Ruang Rapat Rumah Ilmu

Somewhere on the Earth.

Ruang Press Conference Rumah Ilmu

Somewhere on Earth.

PLBN Motaain

Kab Belu NTT

Jumat, 03 Januari 2025

Investigasi seroprevalensi virus demam babi klasik atau Classical Swine Fewer (Hog cholera) dan faktor risiko pada babi di Nusa Tenggara Timur, Indonesia bagian timur

 



An investigation of classical swine fever virus seroprevalence and risk factors in pigs in East Nusa Tenggara, eastern Indonesia

https://doi.org/10.1016/j.prevetmed.2015.02.002


Highlights

• Seroprevalensi sangat bervariasi pada berbagai tingkat agregasi spasial.

• Babi positif terhadap antibodi CSFV di daerah tanpa vaksinasi atau kasus yang dilaporkan.

• Tingkat kekebalan kelompok tidak memadai untuk pengendalian penyakit.

                                                                     Abstrak

Virus demam babi klasik (CSFV) merupakan penyakit babi yang sangat menular. Penyakit ini telah berdampak signifikan di Nusa Tenggara Timur, Indonesia bagian timur sejak pertama kali muncul pada tahun 1997. Meskipun virus ini penting bagi wilayah ini, masih sedikit yang diketahui tentang seroprevalensi dan distribusinya, serta faktor-faktor pada tingkat babi dan peternak yang dapat memengaruhi status serologis seekor babi. Untuk mengatasi defisit pengetahuan ini, survei seroprevalensi lintas sektor dilakukan pada tahun 2010 yang melibatkan 2.160 babi dan 805 peternak dari empat pulau di wilayah tersebut. Kuesioner peternak dan formulir catatan babi digunakan untuk mengumpulkan data tentang peternak dan babi yang disurvei. Darah diambil dari setiap babi untuk menentukan status serologis CSFV-nya. Prevalensi tampak dan sebenarnya dihitung untuk setiap pulau, distrik, kecamatan, dan desa yang disurvei. Status serologis CSFV digunakan sebagai variabel hasil dalam analisis regresi logistik efek campuran. Secara keseluruhan, seroprevalensi CSFV yang sebenarnya diperkirakan sebesar 17,5% (CI bawah 16,0%; CI atas 19,5%). Estimasi seroprevalensi sangat bervariasi di seluruh pulau, kabupaten, kecamatan, dan desa. Manggarai Barat, sebuah kabupaten di ujung barat Pulau Flores, memiliki babi yang positif antibodi terhadap CSFV. Hasil ini tidak terduga, karena tidak ada kasus klinis yang dilaporkan di daerah ini. Babi yang lebih tua dan babi yang telah divaksinasi untuk CSFV lebih mungkin untuk dites positif antibodi terhadap CSFV. Model multivariabel akhir memperhitungkan sejumlah besar variasi dalam data, namun sebagian besar variasi ini dijelaskan oleh efek acak dengan kurang dari 2% variasi yang dijelaskan oleh usia babi dan status vaksinasi CSFV babi.

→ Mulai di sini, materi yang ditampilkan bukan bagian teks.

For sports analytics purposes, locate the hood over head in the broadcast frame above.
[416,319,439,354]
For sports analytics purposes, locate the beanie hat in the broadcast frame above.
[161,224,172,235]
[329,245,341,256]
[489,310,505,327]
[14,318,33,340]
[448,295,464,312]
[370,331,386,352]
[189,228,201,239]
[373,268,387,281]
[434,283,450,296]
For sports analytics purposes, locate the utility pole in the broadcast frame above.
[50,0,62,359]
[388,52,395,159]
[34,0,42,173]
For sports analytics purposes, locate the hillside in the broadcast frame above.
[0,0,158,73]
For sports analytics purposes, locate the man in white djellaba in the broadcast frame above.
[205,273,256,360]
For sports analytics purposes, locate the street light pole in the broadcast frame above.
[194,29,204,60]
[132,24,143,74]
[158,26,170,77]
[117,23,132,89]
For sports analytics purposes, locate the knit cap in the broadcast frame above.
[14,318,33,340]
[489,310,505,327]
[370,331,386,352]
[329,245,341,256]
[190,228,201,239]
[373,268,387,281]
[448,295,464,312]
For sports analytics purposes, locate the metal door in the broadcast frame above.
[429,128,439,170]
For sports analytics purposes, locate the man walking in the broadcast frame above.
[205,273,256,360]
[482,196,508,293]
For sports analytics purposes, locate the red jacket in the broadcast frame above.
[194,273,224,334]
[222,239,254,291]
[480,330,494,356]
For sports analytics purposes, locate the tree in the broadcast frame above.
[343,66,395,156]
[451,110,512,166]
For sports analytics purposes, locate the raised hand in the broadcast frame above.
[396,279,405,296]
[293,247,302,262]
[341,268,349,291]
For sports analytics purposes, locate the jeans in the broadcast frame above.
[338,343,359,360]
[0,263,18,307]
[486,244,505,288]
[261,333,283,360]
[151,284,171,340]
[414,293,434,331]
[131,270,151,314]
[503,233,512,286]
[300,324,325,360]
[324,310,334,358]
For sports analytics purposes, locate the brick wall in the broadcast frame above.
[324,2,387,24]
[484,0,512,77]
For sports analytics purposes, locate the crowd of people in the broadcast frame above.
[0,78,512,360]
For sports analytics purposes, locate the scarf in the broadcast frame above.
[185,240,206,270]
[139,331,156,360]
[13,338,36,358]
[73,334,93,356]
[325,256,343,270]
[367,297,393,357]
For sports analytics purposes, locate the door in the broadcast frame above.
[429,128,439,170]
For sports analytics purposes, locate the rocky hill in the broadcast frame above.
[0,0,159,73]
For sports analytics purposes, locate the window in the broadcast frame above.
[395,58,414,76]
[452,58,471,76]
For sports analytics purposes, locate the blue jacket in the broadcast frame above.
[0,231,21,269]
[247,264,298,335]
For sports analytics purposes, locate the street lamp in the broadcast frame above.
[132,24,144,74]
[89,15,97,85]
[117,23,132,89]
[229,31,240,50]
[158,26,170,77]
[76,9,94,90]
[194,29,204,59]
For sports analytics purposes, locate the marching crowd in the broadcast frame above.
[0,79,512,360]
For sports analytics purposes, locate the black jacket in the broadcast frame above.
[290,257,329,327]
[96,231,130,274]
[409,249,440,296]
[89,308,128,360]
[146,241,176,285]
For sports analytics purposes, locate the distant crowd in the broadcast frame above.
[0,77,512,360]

Dalam penelitian ini kami mendokumentasikan seroprevalensi CSFV di empat pulau di Nusa Tenggara Timur, Indonesia timur. Kami juga mengidentifikasi faktor risiko untuk keberadaan antibodi terhadap CSFV. Investigasi lebih lanjut diperlukan untuk memahami mengapa CSFV klinis belum dilaporkan di ujung barat Pulau Flores, dan untuk mengidentifikasi faktor risiko tambahan yang menjelaskan status serologis CSFV untuk menginformasikan strategi pengendalian penyakit.

Pendahuluan

Virus demam babi klasik (CSFV), atau kolera babi, adalah pestivirus yang dikaitkan dengan tingkat morbiditas dan mortalitas yang tinggi pada babi. CSFV telah diberantas di beberapa negara termasuk Amerika Serikat, Australia, dan Selandia Baru, serta sejumlah negara di Eropa Tengah dan Barat (Artois et al., 2002; Edwards et al., 2000; Organisasi Kesehatan Hewan Dunia, 2014). Namun, wabah baru-baru ini di negara-negara yang sebelumnya bebas dari CSFV pada babi domestik telah menimbulkan konsekuensi ekonomi dan kesehatan hewan yang signifikan (Elbers et al., 1999, Moennig et al., 2003, Organisasi Kesehatan Hewan Dunia, 2014), dan CSFV masih endemik di beberapa wilayah Asia, Amerika Tengah, dan Amerika Selatan.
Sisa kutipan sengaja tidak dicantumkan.